Só uma minoria dos criminosos se regenera. Por mais dor que isso cause aos ideólogos da esquerda, crime é escolha

Por O Dia

Rio - A discussão sobre maioridade penal é quase sempre baseada em palpites, sentimentos ou ideologia. Isso leva a argumentos sem sentido, como aquele que insiste que prisão não reabilita (e não o faz, em país nenhum) ou que um preso custa mais que um aluno (um criminoso solto custa mais que os dois). Por isso criminosos menores de 18 anos não são presos, são apreendidos; por isso nossas ruas são uma selva onde a vida nada vale.

Nada justifica que alguém com 17 anos seja considerado incapaz para responder por um crime violento. É longa a lista de barbaridades cometidas por menores, e o Brasil deve adotar punições mais severas. É assim que a sociedade valoriza a vida: punindo exemplarmente os que a violam. Deveria ser óbvio. Está na hora de encarar a realidade e fugir das armadilhas ideológicas que levam à vitimização do criminoso e à transferência da responsabilidade para a sociedade. Penitenciárias não recuperam os criminosos, mas os afastam da sociedade e aplicam punição, duas tarefas essenciais. Por mais dor que isso cause aos ideólogos da esquerda, crime é escolha, e os pobres são as maiores vítimas.

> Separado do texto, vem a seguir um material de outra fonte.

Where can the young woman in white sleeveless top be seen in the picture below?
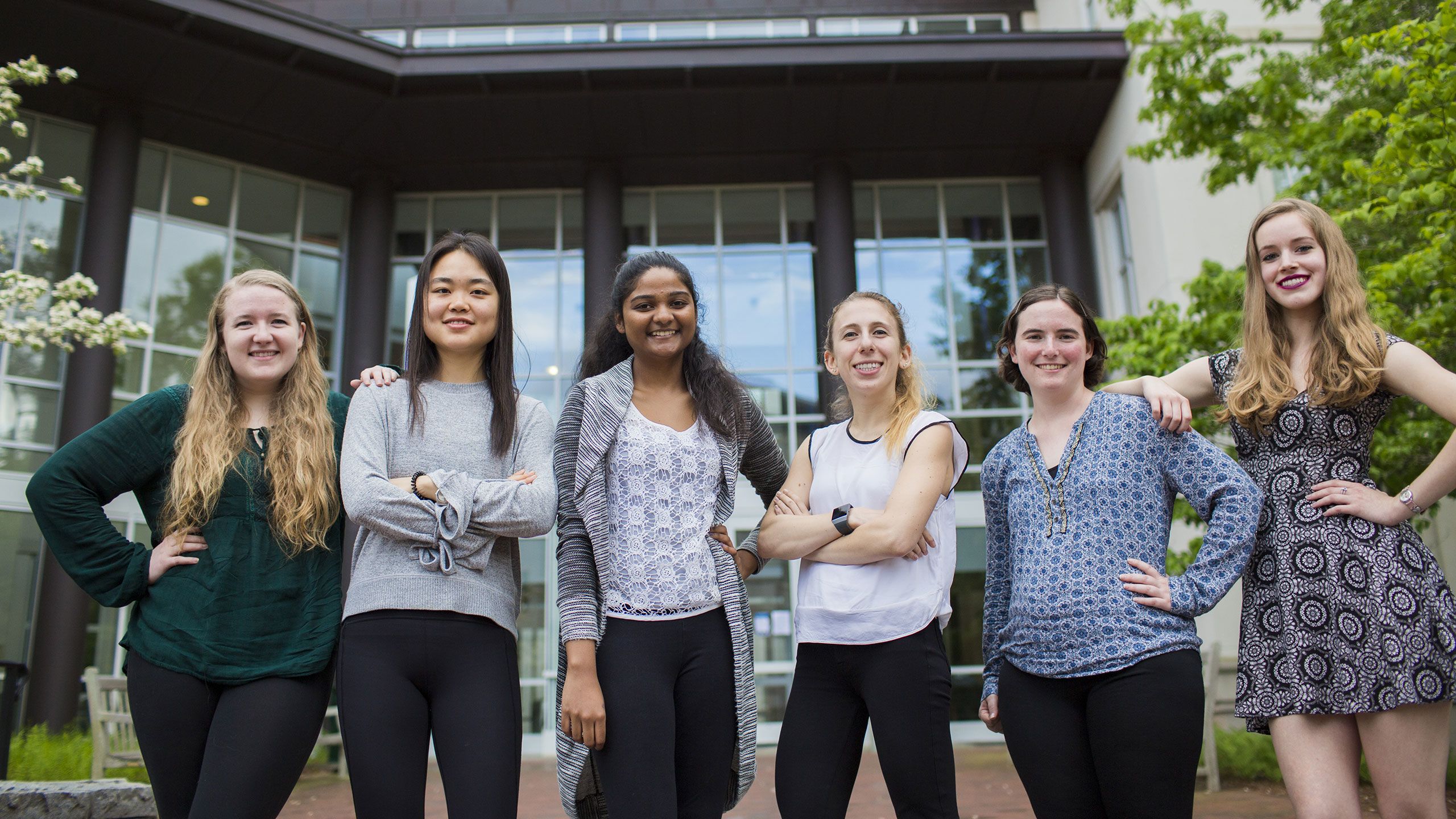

Dizem que apenas 1% dos crimes é cometido por menores. Qual seria então a vantagem da redução da maioridade penal? Essas estatísticas não têm relevância. Se dos 60 mil homicídios por ano no Brasil apenas 600 forem cometidos por adolescentes, ainda assim eles devem ser punidos. A lei é igual para todos, e punição a crimes é, antes de tudo, questão de princípios. Mas a única estatística confiável sobre crimes no Brasil é o número de homicídios, comprovados pelo encontro do cadáver. Outros registros são notoriamente incompletos. A queixa de um crime cometido por um menor no Rio tem que ser feita na delegacia especializada, no Centro. Quem vai se dar ao trabalho?

Não esperem do Estado brasileiro, ultrapassado, ideologizado e corrompido, soluções razoáveis para o crime. Nossos homens públicos estão em campanha eleitoral permanente. As soluções que eles gostam são aquelas que dão manchetes ou gordas licitações. A resposta tem que vir da sociedade, dos homens e mulheres que trabalham duro, pagam impostos e cumprem as leis. Chega de viver com medo. É preciso reformar nossas instituições. A redução da maioridade penal é apenas o começo.